Consulting in the Smart City: Lessons from Sidewalk Toronto
Smart city projects are rapidly becoming a dominant part of the worldwide urban agenda, including in Toronto, where Sidewalk Labs and Waterfront Toronto have launched Sidewalk Toronto, an initiative to develop the waterfront Quayside neighbourhood as a smart city. Smart city projects like Sidewalk Toronto promise to improve order, efficiency, safety, sustainability, and inclusivity in urban life through data-driven decision-making and the integration of new technologies with infrastructure and services. They also often see cities as “living labs” where information can be gathered on how people operate in urban environments and where new solutions can be tested.
At the same time, these projects can often be complex and hard for the general public to understand. Sidewalk Toronto in particular has brought up questions about how best to incorporate civic engagement and public consultation into the development of smart cities.

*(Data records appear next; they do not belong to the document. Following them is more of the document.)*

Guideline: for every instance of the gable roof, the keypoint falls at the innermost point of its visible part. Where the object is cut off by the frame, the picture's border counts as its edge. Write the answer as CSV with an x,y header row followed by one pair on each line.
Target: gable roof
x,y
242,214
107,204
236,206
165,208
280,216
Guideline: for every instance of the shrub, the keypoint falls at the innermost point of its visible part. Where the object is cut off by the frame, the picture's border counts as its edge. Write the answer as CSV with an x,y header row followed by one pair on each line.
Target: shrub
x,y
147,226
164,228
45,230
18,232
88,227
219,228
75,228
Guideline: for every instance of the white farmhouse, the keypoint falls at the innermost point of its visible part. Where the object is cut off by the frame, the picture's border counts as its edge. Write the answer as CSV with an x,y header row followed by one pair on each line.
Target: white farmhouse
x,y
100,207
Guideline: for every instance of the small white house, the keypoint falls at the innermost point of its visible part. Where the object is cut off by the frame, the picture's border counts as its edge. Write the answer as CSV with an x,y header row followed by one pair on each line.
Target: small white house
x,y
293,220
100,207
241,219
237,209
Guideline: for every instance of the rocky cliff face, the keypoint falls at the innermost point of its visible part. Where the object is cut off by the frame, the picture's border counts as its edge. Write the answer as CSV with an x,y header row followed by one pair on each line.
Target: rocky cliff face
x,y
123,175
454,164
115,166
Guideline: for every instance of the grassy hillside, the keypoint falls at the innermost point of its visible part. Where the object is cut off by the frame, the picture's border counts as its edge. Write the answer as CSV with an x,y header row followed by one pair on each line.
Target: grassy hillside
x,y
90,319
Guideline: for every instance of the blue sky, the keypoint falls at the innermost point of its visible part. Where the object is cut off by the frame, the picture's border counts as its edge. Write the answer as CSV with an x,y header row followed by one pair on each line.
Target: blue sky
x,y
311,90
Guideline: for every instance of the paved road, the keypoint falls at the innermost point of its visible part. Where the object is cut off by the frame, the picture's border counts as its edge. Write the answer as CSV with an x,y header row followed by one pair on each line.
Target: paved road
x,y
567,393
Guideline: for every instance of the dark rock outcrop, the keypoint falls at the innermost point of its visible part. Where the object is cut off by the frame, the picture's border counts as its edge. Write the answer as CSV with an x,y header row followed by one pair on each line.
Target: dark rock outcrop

Using findings from media and policy analysis, participant observation, and interviews, this presentation explores the Sidewalk Toronto consultation processes. The presentation focuses on a number of key questions, including: How has the Sidewalk Toronto consultation approach differed from processes followed by Waterfront Toronto and the City of Toronto? How are other smart cities and broader international trends – including the growth of the platform economy, globalization, and the privatization of public space and services – informing the Sidewalk Toronto process? What is necessary to engage the public meaningfully in smart city projects? These questions are contextualized within the development history of Waterfront Toronto.